Claeys said his players weren't condoning sexual assault or harassment in any way. But they believed their suspended teammates were denied due process, he said, and that it was "pretty easy" to support them on that issue.

After the entire team announced the boycott on Thursday, Claeys publicly backed his players.

"Have never been more proud of our kids," Claeys tweeted at the time. "I respect their rights (and) support their effort to make a better world!"

This weekend, he said he "could have chose better words."

Claeys also promised to donate $50,000 to support victims of sexual assault, and said he expected players would have more to say in coming days about their protest and why they dropped it.

Officials announced the suspensions Tuesday after an internal investigation determined the 10 players violated school conduct codes in an encounter involving a woman and several players at an off-campus apartment Sept. 2.

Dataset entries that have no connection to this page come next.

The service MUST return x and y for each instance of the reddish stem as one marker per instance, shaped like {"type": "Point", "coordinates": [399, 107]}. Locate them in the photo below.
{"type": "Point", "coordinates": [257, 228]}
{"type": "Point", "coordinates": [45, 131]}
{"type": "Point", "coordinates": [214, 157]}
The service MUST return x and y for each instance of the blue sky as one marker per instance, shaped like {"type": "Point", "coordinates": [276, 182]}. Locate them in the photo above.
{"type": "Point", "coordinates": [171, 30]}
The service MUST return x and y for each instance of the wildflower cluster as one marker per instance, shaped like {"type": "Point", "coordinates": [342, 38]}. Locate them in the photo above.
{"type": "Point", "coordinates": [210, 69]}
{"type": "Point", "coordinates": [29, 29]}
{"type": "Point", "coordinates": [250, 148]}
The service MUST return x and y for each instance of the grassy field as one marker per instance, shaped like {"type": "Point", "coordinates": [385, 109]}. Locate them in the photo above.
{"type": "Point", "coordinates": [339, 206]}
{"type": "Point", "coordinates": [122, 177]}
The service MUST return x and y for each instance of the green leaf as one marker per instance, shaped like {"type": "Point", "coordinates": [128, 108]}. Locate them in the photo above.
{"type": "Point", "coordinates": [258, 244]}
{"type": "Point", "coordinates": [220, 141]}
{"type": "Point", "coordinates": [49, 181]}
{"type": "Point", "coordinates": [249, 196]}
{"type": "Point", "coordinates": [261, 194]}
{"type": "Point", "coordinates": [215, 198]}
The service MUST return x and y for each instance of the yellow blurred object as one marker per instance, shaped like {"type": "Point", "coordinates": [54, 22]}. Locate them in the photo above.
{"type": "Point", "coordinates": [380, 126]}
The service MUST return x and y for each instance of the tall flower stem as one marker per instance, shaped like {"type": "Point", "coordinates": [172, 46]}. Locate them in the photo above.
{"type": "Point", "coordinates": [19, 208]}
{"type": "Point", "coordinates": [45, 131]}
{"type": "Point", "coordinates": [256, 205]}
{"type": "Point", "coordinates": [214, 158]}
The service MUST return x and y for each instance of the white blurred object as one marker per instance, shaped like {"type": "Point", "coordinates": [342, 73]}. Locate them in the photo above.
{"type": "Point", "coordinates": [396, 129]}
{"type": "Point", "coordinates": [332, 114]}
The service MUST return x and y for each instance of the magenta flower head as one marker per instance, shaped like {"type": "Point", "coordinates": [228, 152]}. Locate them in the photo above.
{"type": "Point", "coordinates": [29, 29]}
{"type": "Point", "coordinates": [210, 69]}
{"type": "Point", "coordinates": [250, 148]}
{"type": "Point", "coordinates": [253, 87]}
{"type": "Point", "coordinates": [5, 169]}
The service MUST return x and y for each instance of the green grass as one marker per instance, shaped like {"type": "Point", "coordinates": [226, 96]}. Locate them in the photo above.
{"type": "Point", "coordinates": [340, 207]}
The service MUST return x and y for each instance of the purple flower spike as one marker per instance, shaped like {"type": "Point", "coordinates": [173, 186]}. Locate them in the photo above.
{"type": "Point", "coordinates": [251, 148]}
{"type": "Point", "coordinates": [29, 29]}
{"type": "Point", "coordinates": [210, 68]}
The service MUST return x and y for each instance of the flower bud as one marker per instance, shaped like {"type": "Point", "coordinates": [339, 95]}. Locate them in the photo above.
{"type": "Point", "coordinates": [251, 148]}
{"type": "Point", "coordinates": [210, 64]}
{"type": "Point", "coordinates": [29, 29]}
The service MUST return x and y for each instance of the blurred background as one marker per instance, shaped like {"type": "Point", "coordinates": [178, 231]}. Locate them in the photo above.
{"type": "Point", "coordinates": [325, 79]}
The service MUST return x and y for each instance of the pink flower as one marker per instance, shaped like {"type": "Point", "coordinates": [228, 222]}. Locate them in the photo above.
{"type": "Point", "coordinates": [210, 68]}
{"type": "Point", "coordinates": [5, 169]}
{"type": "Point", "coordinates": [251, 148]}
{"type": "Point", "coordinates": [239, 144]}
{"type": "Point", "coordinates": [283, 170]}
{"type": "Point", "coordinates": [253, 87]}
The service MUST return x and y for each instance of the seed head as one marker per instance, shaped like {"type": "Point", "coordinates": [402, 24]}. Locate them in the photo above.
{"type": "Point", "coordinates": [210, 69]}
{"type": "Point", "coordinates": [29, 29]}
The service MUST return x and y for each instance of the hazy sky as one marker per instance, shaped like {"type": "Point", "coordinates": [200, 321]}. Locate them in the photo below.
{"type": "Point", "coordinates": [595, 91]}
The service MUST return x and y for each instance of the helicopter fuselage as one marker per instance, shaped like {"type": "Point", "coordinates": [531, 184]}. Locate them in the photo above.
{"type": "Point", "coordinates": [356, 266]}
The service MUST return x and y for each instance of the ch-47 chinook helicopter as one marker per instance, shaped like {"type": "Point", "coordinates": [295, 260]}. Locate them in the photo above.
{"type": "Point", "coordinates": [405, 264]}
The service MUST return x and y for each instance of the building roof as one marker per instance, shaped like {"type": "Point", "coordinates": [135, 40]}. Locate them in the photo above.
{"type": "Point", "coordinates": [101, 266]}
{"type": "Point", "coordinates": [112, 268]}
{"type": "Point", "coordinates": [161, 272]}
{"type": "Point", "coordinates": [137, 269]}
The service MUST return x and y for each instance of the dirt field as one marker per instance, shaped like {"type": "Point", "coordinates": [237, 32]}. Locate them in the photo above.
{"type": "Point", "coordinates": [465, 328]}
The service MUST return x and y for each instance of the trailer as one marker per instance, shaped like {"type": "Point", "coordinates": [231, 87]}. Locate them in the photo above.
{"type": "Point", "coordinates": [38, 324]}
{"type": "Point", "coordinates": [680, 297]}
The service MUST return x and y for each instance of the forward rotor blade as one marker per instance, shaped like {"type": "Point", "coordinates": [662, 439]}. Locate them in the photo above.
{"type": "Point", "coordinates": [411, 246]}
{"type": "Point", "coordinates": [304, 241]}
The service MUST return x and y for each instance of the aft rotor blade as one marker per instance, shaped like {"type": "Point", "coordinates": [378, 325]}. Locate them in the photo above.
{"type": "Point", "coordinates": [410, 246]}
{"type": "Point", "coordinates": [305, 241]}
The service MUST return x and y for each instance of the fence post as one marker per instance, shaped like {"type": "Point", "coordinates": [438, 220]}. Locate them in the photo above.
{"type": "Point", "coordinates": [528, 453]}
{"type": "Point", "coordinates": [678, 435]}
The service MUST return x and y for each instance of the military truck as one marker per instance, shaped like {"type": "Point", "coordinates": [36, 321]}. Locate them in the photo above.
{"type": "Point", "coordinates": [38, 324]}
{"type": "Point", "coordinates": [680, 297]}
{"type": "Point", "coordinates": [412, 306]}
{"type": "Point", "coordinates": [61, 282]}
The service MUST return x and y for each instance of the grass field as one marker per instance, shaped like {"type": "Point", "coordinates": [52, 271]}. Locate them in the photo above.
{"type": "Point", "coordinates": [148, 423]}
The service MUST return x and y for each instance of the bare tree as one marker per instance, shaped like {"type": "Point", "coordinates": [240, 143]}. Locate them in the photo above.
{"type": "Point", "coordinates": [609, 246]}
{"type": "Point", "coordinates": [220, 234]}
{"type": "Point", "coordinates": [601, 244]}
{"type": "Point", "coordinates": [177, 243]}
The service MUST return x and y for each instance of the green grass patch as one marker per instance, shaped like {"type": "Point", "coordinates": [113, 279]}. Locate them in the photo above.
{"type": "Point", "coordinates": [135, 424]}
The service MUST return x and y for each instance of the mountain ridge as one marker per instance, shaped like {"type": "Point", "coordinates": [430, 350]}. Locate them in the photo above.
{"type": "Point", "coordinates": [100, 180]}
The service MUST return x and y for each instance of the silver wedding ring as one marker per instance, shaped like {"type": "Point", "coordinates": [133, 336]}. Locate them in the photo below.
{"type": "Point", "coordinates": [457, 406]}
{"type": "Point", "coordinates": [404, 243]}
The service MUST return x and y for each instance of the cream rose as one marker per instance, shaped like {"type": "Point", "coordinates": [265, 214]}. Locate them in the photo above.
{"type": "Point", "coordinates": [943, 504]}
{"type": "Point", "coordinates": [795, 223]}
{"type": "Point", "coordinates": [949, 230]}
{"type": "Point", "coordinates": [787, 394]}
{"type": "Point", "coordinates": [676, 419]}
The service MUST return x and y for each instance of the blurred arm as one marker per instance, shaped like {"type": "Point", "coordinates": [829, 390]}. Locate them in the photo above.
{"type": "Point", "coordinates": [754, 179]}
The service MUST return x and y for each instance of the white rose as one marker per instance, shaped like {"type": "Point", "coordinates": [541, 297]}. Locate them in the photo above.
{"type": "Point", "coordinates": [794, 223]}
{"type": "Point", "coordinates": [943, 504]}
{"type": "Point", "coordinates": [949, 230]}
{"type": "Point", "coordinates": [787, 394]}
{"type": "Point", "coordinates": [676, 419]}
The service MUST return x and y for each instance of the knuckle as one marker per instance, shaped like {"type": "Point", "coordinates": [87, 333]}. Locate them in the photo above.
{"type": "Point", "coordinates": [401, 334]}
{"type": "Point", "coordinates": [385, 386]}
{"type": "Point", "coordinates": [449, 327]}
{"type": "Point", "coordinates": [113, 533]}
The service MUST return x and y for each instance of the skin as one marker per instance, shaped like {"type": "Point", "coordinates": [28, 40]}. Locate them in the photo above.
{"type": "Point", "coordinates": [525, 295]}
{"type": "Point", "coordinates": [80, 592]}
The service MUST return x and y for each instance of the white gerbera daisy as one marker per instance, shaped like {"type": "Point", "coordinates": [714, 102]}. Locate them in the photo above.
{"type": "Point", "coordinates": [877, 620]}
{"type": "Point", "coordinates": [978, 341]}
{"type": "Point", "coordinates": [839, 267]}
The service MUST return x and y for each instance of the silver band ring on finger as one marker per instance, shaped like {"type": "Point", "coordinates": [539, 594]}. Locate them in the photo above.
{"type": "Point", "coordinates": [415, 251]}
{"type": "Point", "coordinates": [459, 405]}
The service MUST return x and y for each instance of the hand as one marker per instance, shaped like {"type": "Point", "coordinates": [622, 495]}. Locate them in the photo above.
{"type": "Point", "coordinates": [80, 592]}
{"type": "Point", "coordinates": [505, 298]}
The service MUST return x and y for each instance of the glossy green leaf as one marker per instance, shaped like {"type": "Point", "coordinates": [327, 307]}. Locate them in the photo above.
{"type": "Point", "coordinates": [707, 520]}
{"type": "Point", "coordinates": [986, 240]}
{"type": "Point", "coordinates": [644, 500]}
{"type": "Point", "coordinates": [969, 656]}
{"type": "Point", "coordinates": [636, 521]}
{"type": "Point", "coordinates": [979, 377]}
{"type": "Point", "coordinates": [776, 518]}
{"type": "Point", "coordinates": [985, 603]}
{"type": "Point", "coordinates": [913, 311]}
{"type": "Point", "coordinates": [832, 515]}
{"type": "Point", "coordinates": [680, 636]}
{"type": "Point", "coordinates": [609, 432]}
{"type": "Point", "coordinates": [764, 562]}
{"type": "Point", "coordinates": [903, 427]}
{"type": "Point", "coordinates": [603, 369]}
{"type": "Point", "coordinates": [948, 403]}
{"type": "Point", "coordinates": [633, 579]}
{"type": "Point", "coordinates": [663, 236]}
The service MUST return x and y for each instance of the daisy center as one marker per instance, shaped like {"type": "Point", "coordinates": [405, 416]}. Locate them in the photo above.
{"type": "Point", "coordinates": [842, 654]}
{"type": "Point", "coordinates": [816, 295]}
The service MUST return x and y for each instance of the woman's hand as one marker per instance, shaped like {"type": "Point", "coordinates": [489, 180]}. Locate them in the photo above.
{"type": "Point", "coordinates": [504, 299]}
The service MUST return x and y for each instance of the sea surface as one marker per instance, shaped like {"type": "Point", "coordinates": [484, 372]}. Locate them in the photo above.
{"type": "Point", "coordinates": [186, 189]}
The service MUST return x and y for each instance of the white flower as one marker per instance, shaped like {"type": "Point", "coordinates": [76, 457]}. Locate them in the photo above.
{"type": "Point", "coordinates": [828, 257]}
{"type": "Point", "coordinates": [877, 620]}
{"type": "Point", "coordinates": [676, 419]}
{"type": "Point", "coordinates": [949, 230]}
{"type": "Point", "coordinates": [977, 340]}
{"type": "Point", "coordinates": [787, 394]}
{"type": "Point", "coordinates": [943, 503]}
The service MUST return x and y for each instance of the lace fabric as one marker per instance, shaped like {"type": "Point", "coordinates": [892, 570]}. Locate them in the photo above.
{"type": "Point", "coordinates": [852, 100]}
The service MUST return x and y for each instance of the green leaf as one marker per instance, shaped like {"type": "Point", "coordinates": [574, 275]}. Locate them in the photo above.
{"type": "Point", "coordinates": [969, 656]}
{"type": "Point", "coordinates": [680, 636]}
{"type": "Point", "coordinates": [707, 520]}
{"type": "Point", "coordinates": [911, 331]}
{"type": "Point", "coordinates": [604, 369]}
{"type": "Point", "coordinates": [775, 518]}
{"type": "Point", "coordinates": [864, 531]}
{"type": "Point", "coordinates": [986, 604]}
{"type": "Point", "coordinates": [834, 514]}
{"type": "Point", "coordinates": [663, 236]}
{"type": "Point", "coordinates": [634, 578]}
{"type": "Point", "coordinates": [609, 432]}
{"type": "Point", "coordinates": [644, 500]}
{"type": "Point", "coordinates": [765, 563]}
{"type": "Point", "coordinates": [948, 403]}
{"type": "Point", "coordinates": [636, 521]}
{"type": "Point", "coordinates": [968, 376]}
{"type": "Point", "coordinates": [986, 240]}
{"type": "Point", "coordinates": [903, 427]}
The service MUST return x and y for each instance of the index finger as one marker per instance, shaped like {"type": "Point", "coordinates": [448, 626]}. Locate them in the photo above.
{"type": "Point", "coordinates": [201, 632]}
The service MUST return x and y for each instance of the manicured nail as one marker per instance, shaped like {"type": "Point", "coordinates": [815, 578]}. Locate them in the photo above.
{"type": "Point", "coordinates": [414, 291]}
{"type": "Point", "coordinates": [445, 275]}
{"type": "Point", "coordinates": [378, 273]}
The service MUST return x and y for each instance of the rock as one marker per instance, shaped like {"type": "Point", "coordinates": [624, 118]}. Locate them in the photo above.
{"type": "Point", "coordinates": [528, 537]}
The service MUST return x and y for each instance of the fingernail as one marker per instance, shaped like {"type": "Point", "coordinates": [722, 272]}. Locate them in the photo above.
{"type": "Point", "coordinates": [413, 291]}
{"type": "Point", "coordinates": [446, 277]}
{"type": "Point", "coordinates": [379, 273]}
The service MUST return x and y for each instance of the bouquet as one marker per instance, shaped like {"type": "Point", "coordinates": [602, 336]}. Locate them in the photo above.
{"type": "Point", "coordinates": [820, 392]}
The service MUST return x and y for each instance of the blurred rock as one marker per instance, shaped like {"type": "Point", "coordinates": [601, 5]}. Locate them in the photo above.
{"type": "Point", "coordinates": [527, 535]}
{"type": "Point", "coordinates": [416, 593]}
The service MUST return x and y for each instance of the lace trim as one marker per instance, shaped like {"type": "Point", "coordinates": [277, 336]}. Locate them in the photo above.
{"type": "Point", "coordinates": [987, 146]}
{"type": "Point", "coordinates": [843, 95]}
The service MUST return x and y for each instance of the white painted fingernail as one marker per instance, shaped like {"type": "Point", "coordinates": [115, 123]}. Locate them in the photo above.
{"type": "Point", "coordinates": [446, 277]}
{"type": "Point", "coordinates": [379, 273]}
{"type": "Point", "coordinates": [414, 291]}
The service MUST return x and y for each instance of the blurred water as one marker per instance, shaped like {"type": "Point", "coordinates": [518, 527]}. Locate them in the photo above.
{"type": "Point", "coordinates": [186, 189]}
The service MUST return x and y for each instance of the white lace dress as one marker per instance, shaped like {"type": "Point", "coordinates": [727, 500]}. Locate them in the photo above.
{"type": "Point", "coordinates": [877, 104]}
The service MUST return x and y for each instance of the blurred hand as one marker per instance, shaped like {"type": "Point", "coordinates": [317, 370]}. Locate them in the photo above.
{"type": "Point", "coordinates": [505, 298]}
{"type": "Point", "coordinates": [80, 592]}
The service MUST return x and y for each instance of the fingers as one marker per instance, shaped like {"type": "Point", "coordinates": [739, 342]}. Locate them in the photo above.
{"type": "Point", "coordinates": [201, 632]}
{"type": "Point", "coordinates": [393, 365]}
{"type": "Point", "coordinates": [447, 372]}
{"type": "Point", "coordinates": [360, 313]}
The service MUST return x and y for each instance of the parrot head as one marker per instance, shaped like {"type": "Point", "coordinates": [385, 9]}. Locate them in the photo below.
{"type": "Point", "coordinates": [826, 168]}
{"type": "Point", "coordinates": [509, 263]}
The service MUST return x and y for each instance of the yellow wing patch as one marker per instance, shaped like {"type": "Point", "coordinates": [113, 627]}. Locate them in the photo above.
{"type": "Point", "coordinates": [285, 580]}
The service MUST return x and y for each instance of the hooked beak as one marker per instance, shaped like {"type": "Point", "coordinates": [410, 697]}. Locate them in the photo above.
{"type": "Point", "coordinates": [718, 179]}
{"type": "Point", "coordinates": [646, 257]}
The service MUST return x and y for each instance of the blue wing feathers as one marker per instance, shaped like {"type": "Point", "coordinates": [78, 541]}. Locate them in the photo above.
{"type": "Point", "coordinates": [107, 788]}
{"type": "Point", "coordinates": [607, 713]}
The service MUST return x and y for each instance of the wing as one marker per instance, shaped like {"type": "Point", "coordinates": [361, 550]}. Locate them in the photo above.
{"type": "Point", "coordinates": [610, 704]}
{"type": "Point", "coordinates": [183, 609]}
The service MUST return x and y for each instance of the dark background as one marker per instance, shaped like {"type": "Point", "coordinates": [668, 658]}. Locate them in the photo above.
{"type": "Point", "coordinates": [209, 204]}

Many of the players who initially backed the boycott Thursday had not read the university's 82-page report detailing the woman's specific allegations. The school had kept those details private under federal law, but players saw it after KSTP-TV published the report Friday.

According to the police report, the woman told police she had consensual sex with two males that night, but that she did not consent to sexual contact with other men who were present, including players.

Prosecutors declined to press charges, saying there was insufficient evidence to prove guilt beyond a reasonable doubt, but the university uses a lower bar in student discipline cases.

Even as the team prepares the Holiday Bowl, the attorney for the suspended players told the Minnesota Daily that he's already appealing the U's action, and is contemplating lawsuits in the wake of the incident.

The student paper also reported the father of one player, Antoine Winfield, Jr., reasserted his son would leave the U if President Eric Kaler and Athletic Director Mark Coyle keep their jobs, and that he expected other players would also seek transfers.

Attorney Lee Hutton told KSTP-TV that he is planning to file federal lawsuits this week, seeking to to reinstate the suspended players to the team, potentially including the trip to San Diego for the bowl game.

Editor's note (Dec. 19, 2016): An earlier version of this story incorrectly described what the victim told university investigators about her inability to recall all the details of what happened to her. To clarify, the report says the woman believed any memory gaps from that night came from "shock, pain and fear, rather than from intoxication."